Wednesday, April 05, 2006

Monday, April 03, 2006

System.Runtime.Serialization.SerializationInfo -- .KeyExists()?

The Problem:

There are a number of collection-like objects in the .NET Framework that allow you to 'key' the data you enter into them. Dictionary<TKey,TValue> comes to mind almost immediately. Dictionary<TKey,TValue> contains a Dictionary<TKey,TValue>.ContainsKey(T key) method that makes key-existance determination trivial.

But what about the SerializationInfo object?

When an object implements ISerializable the ISerializable.GetObjectData(SerializationInfo info, StreamingContext context) method adds the object's data to the serialization stream in a key/value style:

   info.AddValue("MyObjectsValueKey", this._MyValue);

Then, during deserialization, the constructor that meets the ISerializable implied-constructor signature:

   MyObject(SerializationInfo info, StreamingContext context)

is called, and the object is supposed to bootstrap itself from the data contained in the SerializationInfo instance.

How?
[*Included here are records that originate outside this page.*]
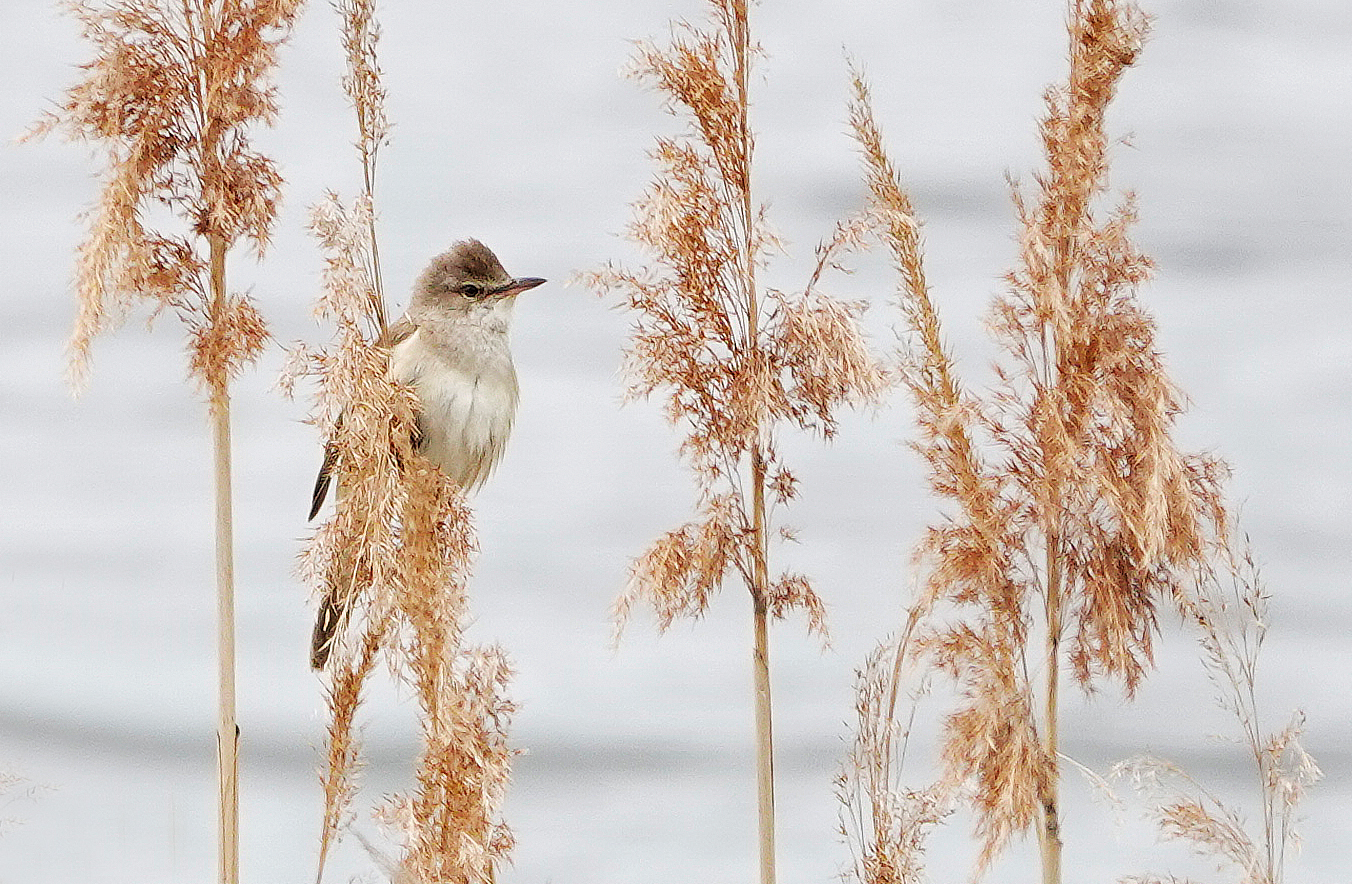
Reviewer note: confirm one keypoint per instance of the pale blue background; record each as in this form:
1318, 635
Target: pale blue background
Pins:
513, 126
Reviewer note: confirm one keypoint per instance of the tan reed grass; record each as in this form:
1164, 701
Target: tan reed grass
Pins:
734, 358
171, 97
1059, 548
1228, 608
400, 545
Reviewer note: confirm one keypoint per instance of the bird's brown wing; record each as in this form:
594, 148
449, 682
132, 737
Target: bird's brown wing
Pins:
392, 335
333, 610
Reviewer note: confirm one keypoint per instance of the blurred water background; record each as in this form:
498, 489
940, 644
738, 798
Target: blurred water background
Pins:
514, 126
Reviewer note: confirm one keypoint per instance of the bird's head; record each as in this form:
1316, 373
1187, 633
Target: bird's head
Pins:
465, 276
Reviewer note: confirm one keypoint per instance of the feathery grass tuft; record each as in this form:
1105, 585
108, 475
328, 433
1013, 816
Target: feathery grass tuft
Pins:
399, 546
1074, 514
736, 360
1228, 610
171, 97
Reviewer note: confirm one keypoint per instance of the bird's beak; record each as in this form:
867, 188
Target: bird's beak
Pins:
519, 285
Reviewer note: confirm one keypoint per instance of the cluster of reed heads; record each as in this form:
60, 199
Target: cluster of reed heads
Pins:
1071, 521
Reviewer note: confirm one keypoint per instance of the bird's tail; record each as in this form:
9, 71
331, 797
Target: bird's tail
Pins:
333, 612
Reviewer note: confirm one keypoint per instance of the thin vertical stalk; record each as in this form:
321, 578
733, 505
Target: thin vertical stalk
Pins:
760, 675
1049, 836
740, 33
227, 731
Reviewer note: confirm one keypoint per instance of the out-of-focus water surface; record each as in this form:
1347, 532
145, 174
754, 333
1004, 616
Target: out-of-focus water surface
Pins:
513, 125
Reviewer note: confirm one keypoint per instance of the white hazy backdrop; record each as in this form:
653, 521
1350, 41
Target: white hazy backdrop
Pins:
513, 125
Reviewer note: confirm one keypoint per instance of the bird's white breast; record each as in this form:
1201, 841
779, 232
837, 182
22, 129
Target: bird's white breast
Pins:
467, 388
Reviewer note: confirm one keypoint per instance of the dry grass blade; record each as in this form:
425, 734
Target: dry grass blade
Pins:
1093, 518
1228, 610
394, 561
171, 96
734, 360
By retrieving values based on the previously used string-keys, of course.

So, why isn't there a SerializationInfo.KeyExists(string key) method?

I hear some of you saying "Well, it's the serialization of an object, you had better know what's was serialized in the first place!" True, very true. But, consider a versioning issue that might arise:


Example (version 1):

Assume you have a business object that implements ISerializable. For this example, let's call that business object MyObject. In your first version of MyObject, you have some code that looks like this (large portions of code left out to save space):

[Serializable]
public sealed class MyObject : ISerializable {
private List<OtherObject> _OtherObjects;
private Int32 _CurrentOtherObjectIndex;

public OtherObject CurrentOtherObject {
get { return this._OtherObjects[_CurrentOtherObjectIndex]; }
set { this._CurrentOtherObjectIndex = this._OtherObjects.IndexOf(value); }
}


private const string OTHEROBJECTS_KEY = "___otherobjetskey___";
private const string INDEX_KEY = "___indexkey___";
private MyObject(SerializationInfo info, StreamingContext context) {
this._OtherObjects = (List<OtherObject>)info.GetValue(OTHEROBJECTS_KEY, typeof(List<OtherObject>));
this._CurrentOtherObjectIndex = info.GetInt32(INDEX_KEY);
}

private void GetObjectData(SerializationInfo info, StreamingContext context) {
info.AddValue(OTHEROBJECTS_KEY, this._OtherObjects);
info.AddValue(INDEX_KEY, this._CurrentOtherObjectIndex);
}
}

As you can see, MyObject has an internal List<T> of OtherObject's. It exposes a property that returns whatever the 'current' OtherObject is, based upon a private index into the _MyOtherObjects List<T>.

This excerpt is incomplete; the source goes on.